LA latest to zap gamers with curfew
Modesto Bee | August 22 2004
LOS ANGELES -- Six days a week, teens crowd the Blue Screen Gaming cybercafe to hunt each other down with assault rifles inside virtual worlds created by a network of personal computers.
They sit for hours, eyes fixed on their flashing monitors, their headphones trapping the racket of simulated gunfire so only random clicks on keyboards are heard -- until the storefront salon erupts in triumphant yelps and laughter.
"Ooh! That was beautiful," hoots Ricardo Gama, 16, after a friend lobs a grenade to kill three opponents playing the terrorist-fighting game "Counter Strike: Source Beta."

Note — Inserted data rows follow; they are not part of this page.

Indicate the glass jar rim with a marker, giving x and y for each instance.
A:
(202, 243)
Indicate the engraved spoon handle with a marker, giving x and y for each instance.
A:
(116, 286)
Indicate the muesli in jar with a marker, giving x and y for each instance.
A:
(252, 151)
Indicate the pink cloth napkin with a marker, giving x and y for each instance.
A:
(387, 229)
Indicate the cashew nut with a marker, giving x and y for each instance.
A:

At gaming cybercafes the world over, pixelated warfare is joined and nobody gets hurt. But real-life episodes of violence at several such businesses in Southern California have prompted municipal crackdowns; Los Angeles is the latest, and largest, California city to impose restrictions.
Beginning Saturday, an ordinance mandates that the city's 30 Internet gaming parlors enforce the city's long-standing curfew for minors and pay for in-store surveillance cameras. There are other restrictions, among them limits on how many computers each business can operate and the prohibition of dark window coverings.

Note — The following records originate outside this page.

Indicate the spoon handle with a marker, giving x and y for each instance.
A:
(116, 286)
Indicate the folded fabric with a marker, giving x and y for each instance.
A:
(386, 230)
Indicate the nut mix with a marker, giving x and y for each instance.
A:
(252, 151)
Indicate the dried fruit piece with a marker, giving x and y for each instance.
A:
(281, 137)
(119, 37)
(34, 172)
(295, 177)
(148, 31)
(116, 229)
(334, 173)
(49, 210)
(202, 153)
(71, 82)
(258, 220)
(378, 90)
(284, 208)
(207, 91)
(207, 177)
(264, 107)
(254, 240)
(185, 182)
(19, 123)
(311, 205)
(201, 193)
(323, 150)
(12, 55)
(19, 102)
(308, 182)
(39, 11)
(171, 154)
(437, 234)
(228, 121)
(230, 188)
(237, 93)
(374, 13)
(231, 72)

Cybercafe owners are chafing.
"There may have been problems with certain individual locations, but those could have been handled another way other than with blanketwide legislation," said Ernest Miller, a spokesman for San Francisco-based iGames, which represents about 500 PC gaming parlors in the United States and abroad.
California municipalities are alone in passing specific laws covering Internet gaming parlors, though some cities have sought to apply existing arcade zoning laws to the gaming cafes, Miller said.
Several shootings near cybercafes in 2002, two of them fatal, prompted the LA ordinance, which passed last month.
In addition, a Los Angeles police analysis found that 86 percent of the 134 people arrested at cybercafes were minors, most for curfew and truancy violations. Officials became convinced that the cafes tend to be gang havens.
Miller takes issue with the theory that cybercafes are more of a magnet for gangs than any other place at which youths might congregate.
"A haven for gang activity can be any location where people gather -- corner liquor stores, pool halls or cinemas," Miller said.
Jarod King, owner of The Nexus cybercafe in downtown Modesto, said many cybercafes purposely locate in rundown or low-income areas because they know they can attract teenagers who aren't being supervised by their parents.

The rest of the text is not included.